Call it congestion if you want but it's intentional congestion caused by intentionally wrong routing.


BGP path selection does not route based on link utilization.

What you define as a "non optimal route" isn't what BGP defines as a non optimal route. An ISP can't just send all their customer traffic through any foreign network they choose. The peering location happens to be the "best" path available to Netflix and it won't change until Comcast gets off their high horse and installs Netflix's free caching servers on their network.


An ISP can't send data through any networks at all without some kind of agreement. But that's what makes them an Internet Service Provider, the fact that they have those agreements. When they fail to even properly connect to all Tier 1 networks, that starts to be a misnomer.


I actually get lower latency to Netflix's "delivery hosts" if I bring up a VPN session to IU, simply because my ISP has a private peering with IU (in a building just a few miles from here) and because IU has 100 GbE to a facility in Chicago that Netflix content is served from.

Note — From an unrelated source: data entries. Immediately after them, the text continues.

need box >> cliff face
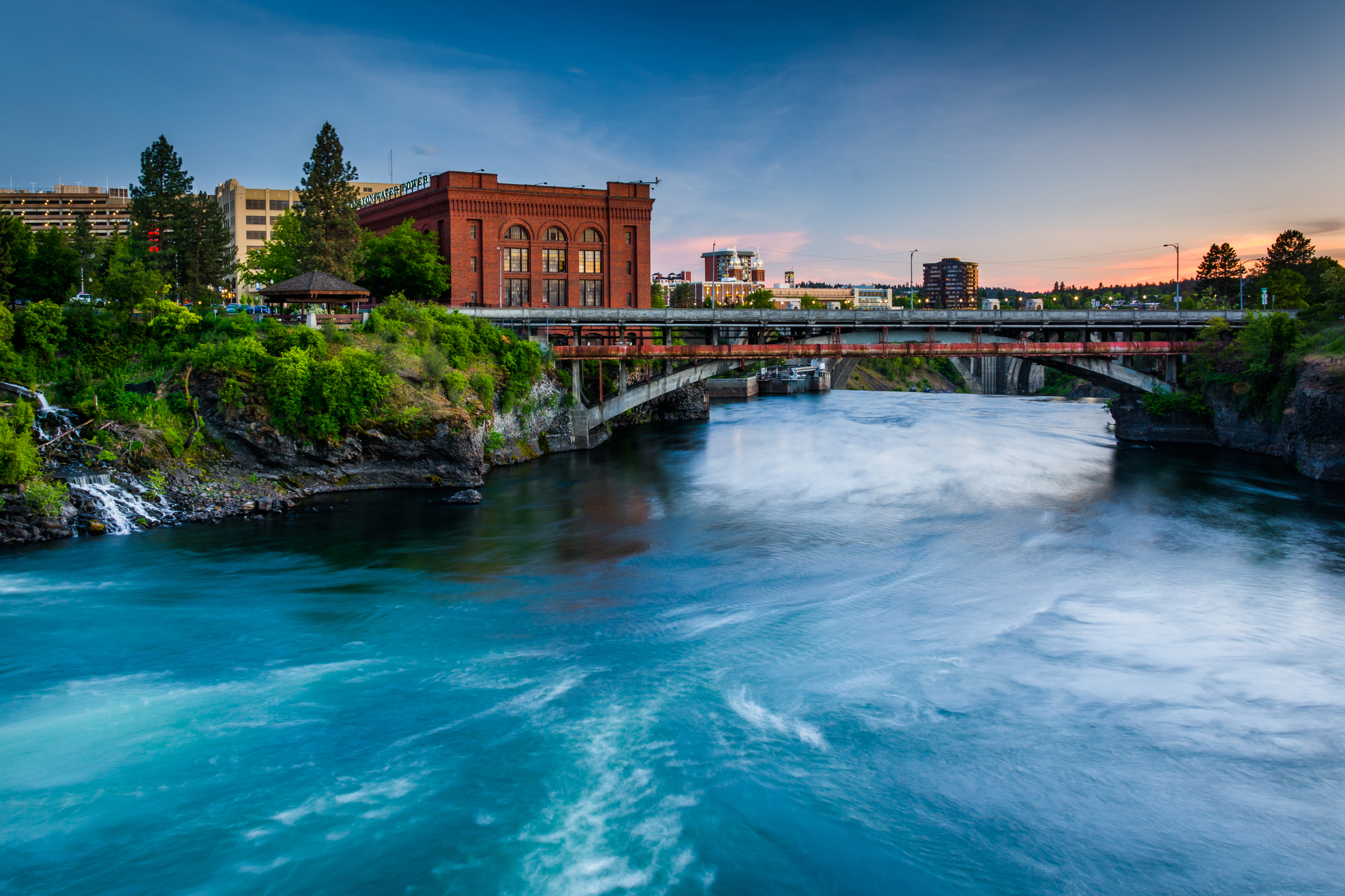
[1111,358,1345,482]
[202,376,709,493]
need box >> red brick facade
[359,171,654,308]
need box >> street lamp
[911,249,920,311]
[1163,242,1181,311]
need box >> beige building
[0,183,130,237]
[215,180,395,276]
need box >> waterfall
[66,474,175,536]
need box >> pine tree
[1256,230,1317,277]
[299,122,360,281]
[174,192,237,302]
[130,134,192,282]
[70,215,98,289]
[1196,242,1247,301]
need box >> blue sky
[10,1,1345,288]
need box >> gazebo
[258,270,369,312]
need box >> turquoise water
[0,393,1345,896]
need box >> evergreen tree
[0,215,32,308]
[1196,242,1247,301]
[70,215,98,289]
[299,122,360,280]
[174,192,237,302]
[130,134,192,282]
[1256,230,1317,277]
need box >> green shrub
[1143,391,1215,417]
[0,399,42,486]
[444,368,468,405]
[469,372,495,410]
[24,482,70,517]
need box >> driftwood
[38,417,94,448]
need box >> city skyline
[0,3,1345,289]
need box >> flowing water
[0,393,1345,896]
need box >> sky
[10,0,1345,289]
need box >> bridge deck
[453,307,1264,329]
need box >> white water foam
[66,474,175,536]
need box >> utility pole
[1163,242,1181,311]
[909,249,920,311]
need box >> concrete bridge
[455,307,1275,446]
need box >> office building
[0,183,130,237]
[359,171,654,308]
[924,258,978,308]
[215,179,394,262]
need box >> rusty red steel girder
[551,341,1205,360]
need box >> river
[0,393,1345,896]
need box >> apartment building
[924,257,979,308]
[0,183,130,237]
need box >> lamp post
[1163,242,1181,311]
[909,249,920,311]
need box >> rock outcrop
[1111,358,1345,482]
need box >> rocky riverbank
[1111,358,1345,482]
[0,370,709,544]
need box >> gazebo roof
[258,270,369,301]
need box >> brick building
[359,171,654,308]
[924,258,978,308]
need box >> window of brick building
[504,280,527,305]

Otherwise, my traffic goes from my ISP to Time Warner to someone else (AT&T? Level3? I don't recall at the moment) before finally hitting Netflix.


> Call it congestion if you want but it's intentional congestion caused by intentionally wrong routing.

Something tells me you aren't the operator of a network that has BGP sessions with several other networks.


Why do you assume that? Comcast can't just route traffic through IU's private network


If they can't route almost all traffic in the fastest direction, then something is wrong with their network on a technical level. If IU has a massively superior route, then Comcast is negligent to nether peer nor lay their own line along a similar path.